Alckmin e o desmonte da TV Cultura

A gestão tucana no estado de São Paulo promoveu um profundo desmonte dos serviços públicos em todas as áreas, inclusive na Comunicação e na Cultura. A Fundação Padre Anchieta, mantenedora das emissoras da TV e das rádios Cultura no estado, foi um dos alvos da precarização e terceirização que marcaram os anos de governos do PSDB.

Por Renata Mielli*

TV Cultura Arquivo Google

Essas emissoras se consolidaram historicamente como uma alternativa aos meios de comunicação privados. Se constituíram como espaços de difusão da cultura regional e nacional, tornando-se referência para todo o país de um projeto de comunicação pública, com produção de conteúdos de alta qualidade, reconhecidos e premiados internacionalmente.
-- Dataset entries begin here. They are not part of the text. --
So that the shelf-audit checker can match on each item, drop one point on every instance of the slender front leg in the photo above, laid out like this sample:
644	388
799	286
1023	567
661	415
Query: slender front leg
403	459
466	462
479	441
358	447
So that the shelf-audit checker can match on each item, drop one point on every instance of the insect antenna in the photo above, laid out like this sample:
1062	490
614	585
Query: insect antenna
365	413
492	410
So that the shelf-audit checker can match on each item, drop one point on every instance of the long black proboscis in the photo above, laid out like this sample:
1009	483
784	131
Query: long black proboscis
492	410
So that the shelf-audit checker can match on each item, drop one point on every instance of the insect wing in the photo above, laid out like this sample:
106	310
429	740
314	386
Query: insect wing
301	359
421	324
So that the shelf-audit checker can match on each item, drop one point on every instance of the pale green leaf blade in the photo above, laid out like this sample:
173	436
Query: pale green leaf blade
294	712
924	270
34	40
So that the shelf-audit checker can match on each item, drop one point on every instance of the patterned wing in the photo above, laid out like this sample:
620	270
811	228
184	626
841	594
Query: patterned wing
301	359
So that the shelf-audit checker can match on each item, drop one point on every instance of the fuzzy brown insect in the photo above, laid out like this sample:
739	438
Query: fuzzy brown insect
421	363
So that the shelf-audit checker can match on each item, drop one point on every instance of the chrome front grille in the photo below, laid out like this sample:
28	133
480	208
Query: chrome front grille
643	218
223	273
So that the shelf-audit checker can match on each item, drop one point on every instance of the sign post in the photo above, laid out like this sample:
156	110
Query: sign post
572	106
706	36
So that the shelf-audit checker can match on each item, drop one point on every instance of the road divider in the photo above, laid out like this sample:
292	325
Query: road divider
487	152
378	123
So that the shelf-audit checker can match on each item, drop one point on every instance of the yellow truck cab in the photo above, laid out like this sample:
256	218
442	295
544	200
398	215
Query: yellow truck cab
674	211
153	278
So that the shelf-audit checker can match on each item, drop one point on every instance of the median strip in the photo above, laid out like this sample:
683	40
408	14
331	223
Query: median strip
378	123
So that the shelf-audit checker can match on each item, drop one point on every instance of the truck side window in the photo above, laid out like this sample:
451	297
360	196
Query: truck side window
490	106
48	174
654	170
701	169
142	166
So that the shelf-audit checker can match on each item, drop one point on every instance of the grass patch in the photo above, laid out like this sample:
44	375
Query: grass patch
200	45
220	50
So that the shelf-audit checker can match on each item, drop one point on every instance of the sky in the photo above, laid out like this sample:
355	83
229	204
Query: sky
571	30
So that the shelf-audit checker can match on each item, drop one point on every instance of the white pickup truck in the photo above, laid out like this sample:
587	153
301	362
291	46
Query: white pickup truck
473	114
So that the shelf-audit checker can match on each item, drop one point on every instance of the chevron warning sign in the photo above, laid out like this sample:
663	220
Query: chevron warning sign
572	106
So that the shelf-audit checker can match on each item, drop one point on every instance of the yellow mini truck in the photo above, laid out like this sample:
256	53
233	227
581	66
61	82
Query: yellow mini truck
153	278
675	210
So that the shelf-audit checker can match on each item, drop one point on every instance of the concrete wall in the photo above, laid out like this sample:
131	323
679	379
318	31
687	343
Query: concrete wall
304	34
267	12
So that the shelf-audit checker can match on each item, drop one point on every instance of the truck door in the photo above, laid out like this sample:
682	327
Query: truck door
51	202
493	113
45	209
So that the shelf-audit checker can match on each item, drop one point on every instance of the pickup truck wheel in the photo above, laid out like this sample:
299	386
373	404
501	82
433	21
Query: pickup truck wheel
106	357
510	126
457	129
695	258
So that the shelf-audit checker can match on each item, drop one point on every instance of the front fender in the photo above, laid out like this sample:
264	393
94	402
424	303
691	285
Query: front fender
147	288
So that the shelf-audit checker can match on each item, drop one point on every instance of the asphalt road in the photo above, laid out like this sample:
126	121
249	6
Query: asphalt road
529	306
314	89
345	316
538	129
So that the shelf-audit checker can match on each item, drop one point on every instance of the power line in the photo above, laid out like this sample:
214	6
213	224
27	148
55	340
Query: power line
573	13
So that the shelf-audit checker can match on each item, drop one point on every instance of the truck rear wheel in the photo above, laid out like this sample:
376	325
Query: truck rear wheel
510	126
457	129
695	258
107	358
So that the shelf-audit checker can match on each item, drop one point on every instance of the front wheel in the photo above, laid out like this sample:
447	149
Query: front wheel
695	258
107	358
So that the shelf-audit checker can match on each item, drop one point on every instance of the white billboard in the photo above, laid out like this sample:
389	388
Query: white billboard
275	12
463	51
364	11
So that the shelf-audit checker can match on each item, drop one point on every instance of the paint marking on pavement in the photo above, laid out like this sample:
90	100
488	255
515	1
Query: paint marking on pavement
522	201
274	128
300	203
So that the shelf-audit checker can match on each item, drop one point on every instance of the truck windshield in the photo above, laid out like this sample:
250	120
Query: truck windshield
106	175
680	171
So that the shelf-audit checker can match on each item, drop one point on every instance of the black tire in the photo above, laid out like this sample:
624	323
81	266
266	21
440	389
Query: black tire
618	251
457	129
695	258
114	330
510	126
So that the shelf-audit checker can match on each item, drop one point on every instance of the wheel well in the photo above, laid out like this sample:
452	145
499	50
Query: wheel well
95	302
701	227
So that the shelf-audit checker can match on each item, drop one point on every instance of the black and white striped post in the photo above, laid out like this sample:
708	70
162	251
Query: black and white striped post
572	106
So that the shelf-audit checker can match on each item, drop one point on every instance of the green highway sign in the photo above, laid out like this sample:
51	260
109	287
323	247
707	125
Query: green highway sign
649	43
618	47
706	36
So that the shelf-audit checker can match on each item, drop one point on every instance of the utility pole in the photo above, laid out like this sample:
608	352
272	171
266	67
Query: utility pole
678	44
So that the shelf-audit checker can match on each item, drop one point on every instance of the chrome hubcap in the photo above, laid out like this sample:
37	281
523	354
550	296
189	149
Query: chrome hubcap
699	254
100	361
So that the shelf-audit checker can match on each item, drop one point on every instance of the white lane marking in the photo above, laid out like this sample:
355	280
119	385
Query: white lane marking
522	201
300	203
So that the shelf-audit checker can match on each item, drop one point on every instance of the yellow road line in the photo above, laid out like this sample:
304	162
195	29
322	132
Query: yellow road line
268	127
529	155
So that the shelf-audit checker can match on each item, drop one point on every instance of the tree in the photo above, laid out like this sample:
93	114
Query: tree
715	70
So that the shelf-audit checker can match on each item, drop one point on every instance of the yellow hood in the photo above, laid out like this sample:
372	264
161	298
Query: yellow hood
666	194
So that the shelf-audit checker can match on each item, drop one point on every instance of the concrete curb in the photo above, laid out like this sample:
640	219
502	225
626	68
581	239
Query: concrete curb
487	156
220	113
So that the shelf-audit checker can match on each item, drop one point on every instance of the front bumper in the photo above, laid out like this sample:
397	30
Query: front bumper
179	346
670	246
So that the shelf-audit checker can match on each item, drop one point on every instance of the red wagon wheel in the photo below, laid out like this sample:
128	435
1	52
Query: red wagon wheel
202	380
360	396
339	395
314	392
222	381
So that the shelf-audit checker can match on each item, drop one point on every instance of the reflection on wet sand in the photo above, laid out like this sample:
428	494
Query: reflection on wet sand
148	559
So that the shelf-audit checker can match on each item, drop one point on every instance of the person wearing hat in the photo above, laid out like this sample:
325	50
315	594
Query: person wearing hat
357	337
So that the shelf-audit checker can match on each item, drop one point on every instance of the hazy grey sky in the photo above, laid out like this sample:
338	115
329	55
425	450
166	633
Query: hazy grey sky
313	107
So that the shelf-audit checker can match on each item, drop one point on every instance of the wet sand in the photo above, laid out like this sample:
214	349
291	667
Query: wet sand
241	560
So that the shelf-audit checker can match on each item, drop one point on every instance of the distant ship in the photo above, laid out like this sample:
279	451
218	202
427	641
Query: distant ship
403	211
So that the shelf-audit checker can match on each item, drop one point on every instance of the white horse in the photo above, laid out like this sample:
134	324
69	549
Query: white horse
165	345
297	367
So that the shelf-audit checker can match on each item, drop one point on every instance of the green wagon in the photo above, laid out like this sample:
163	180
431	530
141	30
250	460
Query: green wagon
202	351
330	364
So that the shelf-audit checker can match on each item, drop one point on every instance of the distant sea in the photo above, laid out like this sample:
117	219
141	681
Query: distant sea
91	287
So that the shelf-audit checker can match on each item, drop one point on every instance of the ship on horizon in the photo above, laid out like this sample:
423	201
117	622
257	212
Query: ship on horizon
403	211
A TV Cultura, em especial, marcou época com atrações infantis, jornalísticas e culturais como o "Castelo Rá-Tim-Bum", "Confissões de Adolescente", "Roda Viva", "Ensaio", "Vitrine" e tantos outros. 

Mas a criatividade e a produção de conteúdo – marcas fundamentais dos 46 anos de história da Fundação Padre Anchieta – estão ameaçadas pela transformação do canal de TV em um mero exibidor de material comprado de terceiros e produtos estrangeiros licenciados. Vários programas de referência foram extintos, como "Zoom", "Grandes Momentos do Esporte", "Vitrine", "Cocoricó", "Bem Brasil", "Viola Minha Viola" e "Provocações". Outros, como o infantil "Quintal da Cultura", podem virar mera plataforma para a exibição de desenhos animados terceirizados.

O processo de desmonte e privatização da TV e das rádios Cultura remonta ao início dos anos 2000. A gestão da FPA – comandada pelo governo do Estado, com um conselho curador totalmente capturado, sem transparência e participação social – comprometeu o caráter público da Cultura e promoveu um severo ataque à sua capacidade de produção, reduzindo a diversidade da programação e a qualidade de seus conteúdos. A cada ano que passa, a participação das verbas públicas no orçamento da FPA tem sido diminuída.

Esse processo vem acompanhado de demissões em massa e de precarização das relações de trabalho, tanto na TV quanto nas rádios, com estrangulamento da equipe de jornalismo e radialismo; enfraquecimento da produção própria de conteúdo, inclusive dos infantis; entrega, sem critérios públicos, de horários na programação para meios de comunicação privados, como a "Folha de S. Paulo"; sucateamento da cenografia, da marcenaria, de maquinaria e efeitos, além do setor de transportes.

Acompanha esse quadro uma política de demissão em massa, que já tirou do quadro de funcionários da emissora mais do que 2.500 trabalhadores. As rádios e TV Cultura formaram no seu interior profissionais, nas mais variadas áreas de atuação, que desenvolveram um conhecimento e uma expertise sem paralelo no Brasil de como fazer uma comunicação pública. Ocorre, também, um processo de terceirização e de precarização das relações de trabalho, além do achatamento salarial.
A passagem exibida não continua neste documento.